Mainly, Morris had been concerned back then to do his duty. "We were under the gun to perform at the highest level of efficiency, to protect the constitutionality and the process of government in this country. Whatever you're faced with, you man up." J. Edgar Hoover later thanked Morris for the quality of his service in the emergency, as did the Rev. Ralph Abernathy, Dr. King's friend and successor.
Morris' immersion in the crisis atmosphere of the time had, among other things, heightened his sense of "the dramatic disparity in the wealth and prospects of whites and blacks" and would drive him, during his later service as Shelby County mayor, to try to close that gap through such means as his path-finding "Free the Children" program.
That, too, as he sees it today, involves an overdue manning up.
Bill Morris, after his service as sheriff, went on to serve four terms as Shelby County mayor and waged a campaign for governor in 1994. His political career was terminated by the misfortune that saw his beloved wife Ann felled by a stroke, though he regards his dutiful service as her caregiver for the past 17 years as the summit of his career.

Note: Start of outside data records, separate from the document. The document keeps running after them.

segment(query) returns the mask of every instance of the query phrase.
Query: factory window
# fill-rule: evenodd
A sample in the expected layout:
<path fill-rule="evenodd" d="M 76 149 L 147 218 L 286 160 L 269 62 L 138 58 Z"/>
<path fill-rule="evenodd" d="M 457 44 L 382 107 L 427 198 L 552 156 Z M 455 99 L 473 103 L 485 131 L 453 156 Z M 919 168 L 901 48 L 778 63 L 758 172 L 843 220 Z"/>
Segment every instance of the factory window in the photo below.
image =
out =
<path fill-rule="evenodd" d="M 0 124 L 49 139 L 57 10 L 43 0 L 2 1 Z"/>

That career has included, besides his political prominence, service on behalf of the Jaycee and Boy Scout organizations and numerous civic causes, as well as his major role in the transitioning of Shelby County government to its current metropolitan dimensions. Morris' achievements resulted in a major thoroughfare, Bill Morris Parkway, being named for him in his lifetime — an honor previously accorded only the legendary political boss E. H. Crump and Morris' friend Elvis Presley, who included him within the King's "TCB" fraternity of privileged intimates.
On Wednesday evening, April 15th, at Graceland Mansion, Morris will be the honoree at an event chronicling his life and achievements called "Lessons in Leadership: An Evening with Bill Morris." Proceeds will benefit the Church Health Center Scholars Program. Featured will be testimonials from Carol Coletta, Bill Evans, Harold Ford Jr., Brad Martin, and Fred Smith, and will conclude with a conversation between former Mayor Morris and Dr. Scott Morris of the Church Health Center.